Una parziale diminuzione nella resa dei raccolti, considerata come nulla fuori dell'ordinario, si ebbe nel 1768 e fu seguita da peggiori condizioni nel 1769. A settembre del 1769 colpì una grave siccità e rapporti di allarme cominciarono ad arrivare dai distretti rurali. Tutti furono ignorati dai funzionari della Compagnia.

All'inizio del 1770 la popolazione era ridotta all'inedia; per la metà dell'anno cominciarono le morti su larga scala. Ci furono addirittura rapporti di sopravvissuti che si cibavano dei cadaveri. Il vaiolo ed altre pestilenze, inoltre, richiesero il loro macabro contributo alla popolazione. Alla fine del 1770 delle buone piogge diedero luogo ad un buon raccolto, che contribuì ad alleviare la carestia, ma ulteriori cattivi raccolti negli anni seguenti continuarono a mietere vittime.

Il risultato della carestia fu che vaste aree si spopolarono e tornarono alla giungla per decenni, mentre i sopravvissuti migrarono in massa in cerca di cibo.
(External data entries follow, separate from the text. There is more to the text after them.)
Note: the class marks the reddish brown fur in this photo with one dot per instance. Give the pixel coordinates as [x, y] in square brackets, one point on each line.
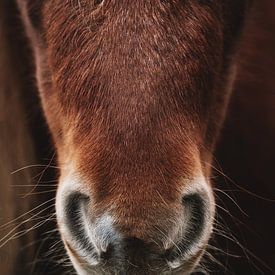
[134, 93]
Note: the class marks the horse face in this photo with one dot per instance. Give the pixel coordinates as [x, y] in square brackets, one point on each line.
[134, 93]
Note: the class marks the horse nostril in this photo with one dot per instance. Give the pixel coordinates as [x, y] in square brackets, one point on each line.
[195, 208]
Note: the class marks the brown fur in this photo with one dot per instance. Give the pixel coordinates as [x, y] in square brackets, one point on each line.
[138, 116]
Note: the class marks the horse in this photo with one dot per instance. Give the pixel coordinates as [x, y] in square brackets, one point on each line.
[135, 94]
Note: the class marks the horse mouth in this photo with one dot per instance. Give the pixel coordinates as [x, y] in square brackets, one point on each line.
[139, 263]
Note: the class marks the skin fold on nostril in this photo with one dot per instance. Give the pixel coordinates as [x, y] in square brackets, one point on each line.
[74, 217]
[195, 209]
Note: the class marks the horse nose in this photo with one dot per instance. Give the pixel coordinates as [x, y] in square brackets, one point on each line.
[98, 240]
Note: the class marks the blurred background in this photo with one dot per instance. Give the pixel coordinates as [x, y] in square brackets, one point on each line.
[243, 170]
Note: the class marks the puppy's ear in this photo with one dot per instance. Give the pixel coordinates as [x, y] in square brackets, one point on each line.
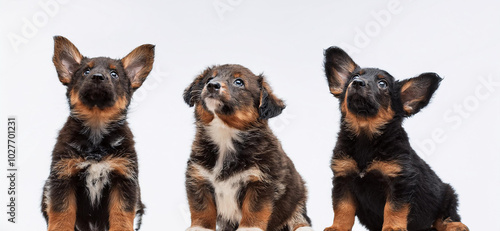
[270, 105]
[192, 93]
[416, 92]
[139, 63]
[66, 59]
[338, 68]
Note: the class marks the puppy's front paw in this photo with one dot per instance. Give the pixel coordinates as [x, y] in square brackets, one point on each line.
[304, 229]
[249, 229]
[393, 229]
[456, 226]
[198, 228]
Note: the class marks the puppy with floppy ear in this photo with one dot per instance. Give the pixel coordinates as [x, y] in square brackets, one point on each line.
[93, 182]
[378, 177]
[238, 177]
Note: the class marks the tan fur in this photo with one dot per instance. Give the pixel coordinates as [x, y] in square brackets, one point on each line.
[96, 117]
[120, 165]
[207, 217]
[395, 218]
[141, 53]
[252, 217]
[241, 119]
[344, 214]
[344, 166]
[119, 219]
[449, 225]
[388, 168]
[63, 220]
[369, 126]
[68, 167]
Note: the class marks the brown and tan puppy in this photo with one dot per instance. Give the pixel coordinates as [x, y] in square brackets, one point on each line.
[238, 176]
[93, 182]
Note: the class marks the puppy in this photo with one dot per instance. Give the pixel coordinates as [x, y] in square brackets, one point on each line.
[238, 176]
[377, 175]
[93, 182]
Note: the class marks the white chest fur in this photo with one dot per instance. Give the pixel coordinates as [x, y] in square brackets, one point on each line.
[97, 176]
[227, 190]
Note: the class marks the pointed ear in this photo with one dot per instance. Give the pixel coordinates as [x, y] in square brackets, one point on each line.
[66, 59]
[270, 105]
[338, 68]
[417, 92]
[139, 63]
[192, 93]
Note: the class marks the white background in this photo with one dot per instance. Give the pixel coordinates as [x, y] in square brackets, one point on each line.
[457, 134]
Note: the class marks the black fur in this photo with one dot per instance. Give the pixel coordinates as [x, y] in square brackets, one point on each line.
[95, 136]
[274, 191]
[408, 180]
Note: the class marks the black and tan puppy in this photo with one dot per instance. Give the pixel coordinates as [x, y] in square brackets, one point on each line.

Molte terre coltivate furono abbandonate: la maggior parte del Birbhum, ad esempio, tornò alla giungla e divenne impercorribile per i decenni successivi. A partire dal 1772 bande di banditi e di thug divennero parte stabile dei pericoli del Bengala, controllati soltanto con spedizioni punitive negli anni 1780.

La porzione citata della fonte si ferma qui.